誰もわたしをこの状況から助け出せないことがわかっていたから涙を流した。

わたしの23年の人生において、完全に孤独な状況に陥ったことを自覚するのは初めてだったと思う。旅客も、空港スタッフも、家族も友達も、ひとっこひとり周囲にいない。
たぶん、生存本能がわたしを突き動かしてくれて、移動を始めた。ターミナル内にホテルを見つけ、自動両替機で一晩泊まれるだけのお金を換金した。ホテルでWiFiに接続して家族や友人に連絡を取った。それからシャワーを浴びてベッドに横になり、その日起きたことについて考えた。
その日起きたことによってそんな精神状況に陥ったわけじゃなく、起きたことの背後にある理由がわたしの感情の発端になったんだ。

自国で直面した数々の困難によって多くのベネズエラ人は国を去った。実際、移民のかなり早い段階で、息苦しく抑圧された感覚は消え、代わりに無限の可能性や完全な自由といった感覚が芽生えた。にもかかわらず、わたしたちは“国際社会”に住んでいるなどと言っても、現実にはそれは人の価値を測り、生まれた場所によって制限を設定する。

わたしの個人的な思いをあえて口にするなら、世界的なパンデミックのさなかに、特定のひとたちは旅行のためだとか単なる遊びのために飛行機に乗ることができて、一方でわたしのように、必要に駆られて別の国に行くことすらできないひとがいることは、とても理解に苦しむ。

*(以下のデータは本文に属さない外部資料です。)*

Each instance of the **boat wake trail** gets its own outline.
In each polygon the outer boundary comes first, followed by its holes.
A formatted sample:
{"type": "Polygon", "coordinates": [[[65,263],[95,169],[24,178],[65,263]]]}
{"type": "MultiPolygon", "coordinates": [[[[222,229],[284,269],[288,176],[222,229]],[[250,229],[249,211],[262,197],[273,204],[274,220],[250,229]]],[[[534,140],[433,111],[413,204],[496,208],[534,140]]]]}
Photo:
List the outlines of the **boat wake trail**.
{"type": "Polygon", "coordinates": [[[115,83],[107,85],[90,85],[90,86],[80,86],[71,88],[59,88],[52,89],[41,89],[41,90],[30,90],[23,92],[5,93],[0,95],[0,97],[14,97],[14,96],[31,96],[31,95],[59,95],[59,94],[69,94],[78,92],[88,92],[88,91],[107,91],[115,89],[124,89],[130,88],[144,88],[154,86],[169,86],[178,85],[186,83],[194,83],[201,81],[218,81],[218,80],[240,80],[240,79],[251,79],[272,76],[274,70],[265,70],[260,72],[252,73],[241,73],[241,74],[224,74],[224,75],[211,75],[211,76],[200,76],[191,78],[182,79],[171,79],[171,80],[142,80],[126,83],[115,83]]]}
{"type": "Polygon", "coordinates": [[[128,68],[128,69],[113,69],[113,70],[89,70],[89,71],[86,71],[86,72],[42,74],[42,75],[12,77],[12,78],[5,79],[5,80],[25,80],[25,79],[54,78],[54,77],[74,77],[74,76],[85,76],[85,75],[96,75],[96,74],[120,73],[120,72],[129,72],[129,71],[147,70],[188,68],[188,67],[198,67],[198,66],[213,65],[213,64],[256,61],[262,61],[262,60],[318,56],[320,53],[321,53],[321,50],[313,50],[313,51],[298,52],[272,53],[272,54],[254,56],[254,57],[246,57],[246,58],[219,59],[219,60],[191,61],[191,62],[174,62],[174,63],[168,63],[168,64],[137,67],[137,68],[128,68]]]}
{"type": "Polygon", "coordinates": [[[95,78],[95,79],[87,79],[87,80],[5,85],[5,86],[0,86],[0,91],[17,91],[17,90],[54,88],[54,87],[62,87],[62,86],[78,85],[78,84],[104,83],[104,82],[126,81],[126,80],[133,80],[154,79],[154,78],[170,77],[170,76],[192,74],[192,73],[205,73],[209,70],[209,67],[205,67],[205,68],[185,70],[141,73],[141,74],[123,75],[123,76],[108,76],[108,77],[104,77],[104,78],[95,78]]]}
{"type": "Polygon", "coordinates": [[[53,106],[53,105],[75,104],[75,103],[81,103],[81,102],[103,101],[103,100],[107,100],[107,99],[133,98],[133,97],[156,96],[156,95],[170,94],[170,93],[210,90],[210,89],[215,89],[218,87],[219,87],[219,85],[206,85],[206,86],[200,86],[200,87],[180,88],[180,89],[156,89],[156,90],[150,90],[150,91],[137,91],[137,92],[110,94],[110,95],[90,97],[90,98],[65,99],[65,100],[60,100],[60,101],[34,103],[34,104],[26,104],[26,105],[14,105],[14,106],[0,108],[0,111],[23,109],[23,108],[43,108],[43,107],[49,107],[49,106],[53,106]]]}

スペインが自らの責によらない極端な状況により入国しなければならないひとに対して「特例的ビザ」を発給していることに気付き、それを申請することにした。スペイン大使館では、ベネズエラのパスポート所持者であるわたしは元来いかなるビザも免除されているので、特例的ビザを求めるのはおかしいと言われてしまった。

でも、コロナ禍そのものが極端な状況に該当しないのだろうか? わたしのスペイン滞在は許可された90日を超えることはないとあらゆる条件が明示していないだろうか? そもそも、わたしは家族と再会し、この超不確実な状況でわたしが必要としている感情的そして経済的なサポートを彼らから受ける権利を有しないとでも言うのだろうか?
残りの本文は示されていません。